Practical HP and Notch Gm-(grounded)C Biquads:
How many Different Topologies are there?

Abstract:

Over the last twenty years numerous studies dealing with Gm-(grounded)C biquad filter design have been published. While each of these fine publications provides a "good set" of filter topologies none of them seems to clearly identify the "complete set".

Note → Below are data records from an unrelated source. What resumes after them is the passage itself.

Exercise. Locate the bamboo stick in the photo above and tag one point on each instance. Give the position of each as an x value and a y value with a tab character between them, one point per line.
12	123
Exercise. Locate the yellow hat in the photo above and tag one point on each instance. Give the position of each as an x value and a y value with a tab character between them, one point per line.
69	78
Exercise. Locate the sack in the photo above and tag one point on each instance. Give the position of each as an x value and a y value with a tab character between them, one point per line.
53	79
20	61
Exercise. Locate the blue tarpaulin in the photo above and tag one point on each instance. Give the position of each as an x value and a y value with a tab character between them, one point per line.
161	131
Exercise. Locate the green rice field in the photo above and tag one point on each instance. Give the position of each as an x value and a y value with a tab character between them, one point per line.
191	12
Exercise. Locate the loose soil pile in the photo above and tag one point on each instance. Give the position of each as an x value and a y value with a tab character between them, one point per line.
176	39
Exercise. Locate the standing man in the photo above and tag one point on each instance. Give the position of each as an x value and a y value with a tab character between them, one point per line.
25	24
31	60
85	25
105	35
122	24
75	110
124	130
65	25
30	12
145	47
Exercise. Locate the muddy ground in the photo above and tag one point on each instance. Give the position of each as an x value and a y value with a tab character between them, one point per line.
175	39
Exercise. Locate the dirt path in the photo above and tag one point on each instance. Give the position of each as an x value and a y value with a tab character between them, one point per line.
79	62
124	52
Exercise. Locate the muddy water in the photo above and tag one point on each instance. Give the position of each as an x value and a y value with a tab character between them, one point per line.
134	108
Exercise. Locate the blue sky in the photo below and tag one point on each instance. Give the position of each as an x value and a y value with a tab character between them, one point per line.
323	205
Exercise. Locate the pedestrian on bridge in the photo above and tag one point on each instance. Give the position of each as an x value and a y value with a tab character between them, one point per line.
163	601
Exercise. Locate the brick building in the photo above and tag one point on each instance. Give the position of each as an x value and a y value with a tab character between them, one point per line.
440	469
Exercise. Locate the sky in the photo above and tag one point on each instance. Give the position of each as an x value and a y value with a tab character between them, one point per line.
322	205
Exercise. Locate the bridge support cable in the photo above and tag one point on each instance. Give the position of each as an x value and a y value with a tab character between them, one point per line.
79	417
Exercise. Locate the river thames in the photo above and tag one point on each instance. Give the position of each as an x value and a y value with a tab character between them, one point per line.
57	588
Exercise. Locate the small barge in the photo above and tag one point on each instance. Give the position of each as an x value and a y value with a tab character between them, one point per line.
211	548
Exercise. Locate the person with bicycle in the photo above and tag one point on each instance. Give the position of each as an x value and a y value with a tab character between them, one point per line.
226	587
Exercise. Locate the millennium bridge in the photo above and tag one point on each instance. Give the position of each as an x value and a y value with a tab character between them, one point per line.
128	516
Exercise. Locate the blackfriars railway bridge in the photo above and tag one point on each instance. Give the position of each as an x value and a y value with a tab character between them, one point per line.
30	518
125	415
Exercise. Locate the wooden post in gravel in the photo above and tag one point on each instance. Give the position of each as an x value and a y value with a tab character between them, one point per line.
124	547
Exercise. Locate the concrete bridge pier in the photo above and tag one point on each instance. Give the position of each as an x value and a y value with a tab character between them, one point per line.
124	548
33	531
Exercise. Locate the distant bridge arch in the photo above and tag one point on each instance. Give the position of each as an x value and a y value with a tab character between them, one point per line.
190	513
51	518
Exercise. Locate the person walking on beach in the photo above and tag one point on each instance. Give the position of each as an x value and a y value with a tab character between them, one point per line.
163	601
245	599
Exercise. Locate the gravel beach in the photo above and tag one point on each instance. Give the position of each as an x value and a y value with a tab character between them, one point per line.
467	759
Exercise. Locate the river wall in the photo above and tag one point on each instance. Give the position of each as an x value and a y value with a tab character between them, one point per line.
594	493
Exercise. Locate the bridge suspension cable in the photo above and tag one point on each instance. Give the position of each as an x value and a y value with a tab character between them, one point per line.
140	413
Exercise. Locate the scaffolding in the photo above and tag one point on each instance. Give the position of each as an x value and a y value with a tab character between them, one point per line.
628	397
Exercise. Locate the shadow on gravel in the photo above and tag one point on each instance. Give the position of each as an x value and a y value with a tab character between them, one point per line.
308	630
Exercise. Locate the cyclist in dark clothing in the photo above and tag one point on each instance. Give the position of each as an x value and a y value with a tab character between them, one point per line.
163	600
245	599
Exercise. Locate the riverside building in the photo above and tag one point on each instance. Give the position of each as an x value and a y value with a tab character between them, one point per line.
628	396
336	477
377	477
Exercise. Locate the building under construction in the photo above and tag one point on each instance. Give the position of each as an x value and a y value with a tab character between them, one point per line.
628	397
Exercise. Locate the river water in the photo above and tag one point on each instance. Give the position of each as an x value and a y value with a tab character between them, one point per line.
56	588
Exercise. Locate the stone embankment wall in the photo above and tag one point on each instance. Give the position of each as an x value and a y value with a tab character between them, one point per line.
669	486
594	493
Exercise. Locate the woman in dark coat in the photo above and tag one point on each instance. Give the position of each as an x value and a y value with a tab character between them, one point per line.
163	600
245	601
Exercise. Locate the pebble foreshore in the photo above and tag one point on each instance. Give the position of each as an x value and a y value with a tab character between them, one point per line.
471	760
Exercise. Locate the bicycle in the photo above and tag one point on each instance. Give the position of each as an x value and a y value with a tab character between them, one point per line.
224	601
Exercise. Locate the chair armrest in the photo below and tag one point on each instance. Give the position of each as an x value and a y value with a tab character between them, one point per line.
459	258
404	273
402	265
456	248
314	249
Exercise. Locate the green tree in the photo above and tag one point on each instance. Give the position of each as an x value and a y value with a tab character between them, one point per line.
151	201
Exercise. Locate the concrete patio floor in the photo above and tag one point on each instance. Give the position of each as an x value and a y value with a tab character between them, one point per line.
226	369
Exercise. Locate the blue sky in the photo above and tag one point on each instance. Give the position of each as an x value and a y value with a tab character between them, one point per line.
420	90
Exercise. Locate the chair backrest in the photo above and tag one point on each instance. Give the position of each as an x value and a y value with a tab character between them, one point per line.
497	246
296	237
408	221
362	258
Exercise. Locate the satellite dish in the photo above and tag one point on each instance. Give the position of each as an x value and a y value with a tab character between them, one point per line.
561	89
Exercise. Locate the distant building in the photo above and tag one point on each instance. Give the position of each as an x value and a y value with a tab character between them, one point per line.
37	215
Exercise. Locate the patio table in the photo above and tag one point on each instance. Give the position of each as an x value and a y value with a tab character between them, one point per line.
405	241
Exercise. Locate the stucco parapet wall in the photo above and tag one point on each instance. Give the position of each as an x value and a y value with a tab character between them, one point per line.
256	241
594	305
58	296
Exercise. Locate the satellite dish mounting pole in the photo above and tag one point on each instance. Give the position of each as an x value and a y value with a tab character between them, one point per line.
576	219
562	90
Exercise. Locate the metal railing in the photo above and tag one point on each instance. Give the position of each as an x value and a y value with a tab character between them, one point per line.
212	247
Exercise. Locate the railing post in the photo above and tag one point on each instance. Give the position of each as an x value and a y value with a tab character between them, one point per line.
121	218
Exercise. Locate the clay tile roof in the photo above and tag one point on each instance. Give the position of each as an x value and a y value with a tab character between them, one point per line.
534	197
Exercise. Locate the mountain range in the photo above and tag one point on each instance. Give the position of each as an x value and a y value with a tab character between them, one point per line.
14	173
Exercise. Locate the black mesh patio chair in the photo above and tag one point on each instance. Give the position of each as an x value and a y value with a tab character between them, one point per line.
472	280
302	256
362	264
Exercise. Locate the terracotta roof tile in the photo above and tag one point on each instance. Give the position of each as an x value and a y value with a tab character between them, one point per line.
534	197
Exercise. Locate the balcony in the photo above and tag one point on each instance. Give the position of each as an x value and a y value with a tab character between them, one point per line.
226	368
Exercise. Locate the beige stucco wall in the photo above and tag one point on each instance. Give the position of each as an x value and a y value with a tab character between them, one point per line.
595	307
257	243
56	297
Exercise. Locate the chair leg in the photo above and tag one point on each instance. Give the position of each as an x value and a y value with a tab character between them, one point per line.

In this talk I will derive the "complete set" of practical HP and notch biquad topologies. The result of this derivation is quite unexpected: there are only five distinct topologies (two notches and three HP). Two of them require precise Gm matching while the other three do not.


Bob Melville
Agere Systems

Friday, March 9, 2:30 p.m.
Room 414 Schapiro

An Injection-Locking Scheme for Precision Quadrature Generation

Abstract:

A quadrature "splitter" assumes a reference clock at frequency f_in, f_min <= f_in <= f_max. The output is two equal-amplitude signals c(t) and s(t) both periodic with frequency f_in but spaced exactly one-quarter of a period apart: i.e., c(t) = s(t+T/4), T=1/f_in. Such a quadrature pair can be used, for example, to generate single sideband modulation. The suppression of the undesired sideband depends directly on the accuracy of the quadrature signals. We describe such a scheme, which injection-locks a cascade of ring oscillators in such a manner as to generate extremely accurate quadrature for f_in in excess of 2GHz with a tuning range of at least 100MHz. Our scheme places no requirements on the waveform of the reference clock. Simulation and preliminary experimental data confirm our claims of quadrature accuracy on the order of 0.1 degrees of phase. When used for a SSB modulator, this implies suppression of the undesired sideband by at least 50dB.

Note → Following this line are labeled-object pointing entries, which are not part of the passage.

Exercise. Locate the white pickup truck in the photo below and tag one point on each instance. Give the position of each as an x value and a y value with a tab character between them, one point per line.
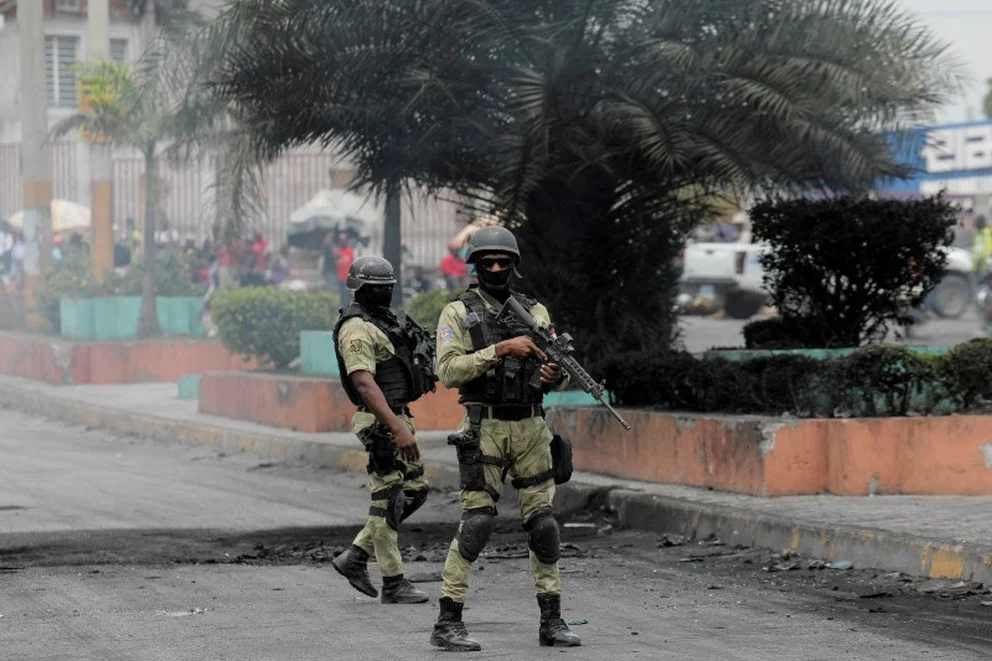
733	271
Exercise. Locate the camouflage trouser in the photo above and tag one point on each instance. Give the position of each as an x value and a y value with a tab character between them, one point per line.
378	538
526	445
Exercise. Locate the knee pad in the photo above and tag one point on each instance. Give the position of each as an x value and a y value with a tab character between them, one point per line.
477	526
413	501
545	539
395	504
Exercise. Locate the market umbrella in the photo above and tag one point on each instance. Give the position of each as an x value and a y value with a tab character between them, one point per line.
337	211
66	217
466	232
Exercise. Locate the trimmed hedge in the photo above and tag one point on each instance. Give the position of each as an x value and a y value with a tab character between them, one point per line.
875	381
265	322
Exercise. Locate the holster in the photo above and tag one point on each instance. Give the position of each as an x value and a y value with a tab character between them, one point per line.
468	447
561	459
378	442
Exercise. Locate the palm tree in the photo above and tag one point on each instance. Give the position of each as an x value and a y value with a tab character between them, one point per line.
598	128
131	111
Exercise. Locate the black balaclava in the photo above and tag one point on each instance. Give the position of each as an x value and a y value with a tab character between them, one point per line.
496	284
374	296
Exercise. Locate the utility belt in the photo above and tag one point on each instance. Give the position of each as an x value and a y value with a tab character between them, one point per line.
509	412
383	455
472	462
399	409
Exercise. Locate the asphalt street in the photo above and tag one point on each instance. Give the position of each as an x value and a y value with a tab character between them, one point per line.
702	333
123	548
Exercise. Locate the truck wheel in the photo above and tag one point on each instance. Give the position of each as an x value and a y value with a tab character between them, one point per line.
743	305
952	297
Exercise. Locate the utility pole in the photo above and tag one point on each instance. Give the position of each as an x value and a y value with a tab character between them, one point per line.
101	165
36	168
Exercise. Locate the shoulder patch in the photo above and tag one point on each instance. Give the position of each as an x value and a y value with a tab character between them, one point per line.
445	334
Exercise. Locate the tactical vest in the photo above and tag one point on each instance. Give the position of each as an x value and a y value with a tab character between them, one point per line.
407	375
506	383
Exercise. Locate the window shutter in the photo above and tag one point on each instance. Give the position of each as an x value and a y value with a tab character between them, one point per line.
50	70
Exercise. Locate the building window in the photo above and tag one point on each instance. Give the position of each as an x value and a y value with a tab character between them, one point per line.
61	53
118	50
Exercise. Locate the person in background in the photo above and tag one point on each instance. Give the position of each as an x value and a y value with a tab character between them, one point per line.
981	247
17	255
344	256
454	269
279	267
328	264
76	242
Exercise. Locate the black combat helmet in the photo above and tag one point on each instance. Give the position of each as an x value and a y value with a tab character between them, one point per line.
492	239
370	270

Injection-locking is related to but distinct from phase locking. In particular, there is no requirement for a low-pass "loop" filter, hence no issue of loop stability. A brief discussion of the theory of injection-locking will be presented.


Prof. Dhiraj K. Pradhan
Oregon State University

WEDNESDAY, February 21, 1:00-2:15 pm
Room 414 Schapiro

Recent Advances in Logic Verification

Abstract:

Logic verification continues to be considered one of CAD`s most difficult problems, highlighted with the discovery of the Pentium bug dilemma. This talk reviews certain current innovations addressing such problems. A new method will be discussed, based on what has become known as Recursive Learning Technique. This proposed technique has its cornerstone in Boolean implication techniques -- proven most powerful when traditional approaches such as OBDD fail. In fact, Recursive Learning was the first to verify the ISCAS benchmark circuits -- discovering some bugs in the process. This work has won the l996 IEEE Transactions on CAD/Best Paper Award, patented that same year. Several CAD companies currently implement this technique in their tool.


Carlo Samori
Politecnico di Milano

Friday, February 16, 2:30 p.m.
Room 414 Schapiro

Phase noise mechanisms in LC-tuned oscillators

Abstract:

The problem of the evaluation of phase noise in integrated LC-oscillators is discussed. We show that is possible to obtain a simple expression for the output phase noise that takes into account the circuit non-linearities, avoiding the use of "black box" simulators. Using simple physical arguments, supported by experimental data, we show that some upconversion mechanism usually neglected, as those arising from indirect stability or from AM/PM conversion, may be instead dominant and invalidate the noise vs. power trade-off. These considerations will be applied to the design of two circuits: a 2.5 GHz bipolar oscillator with an Automatic Amplitude Control loop, and a 5 GHz CMOS oscillator for Bluetooth standard.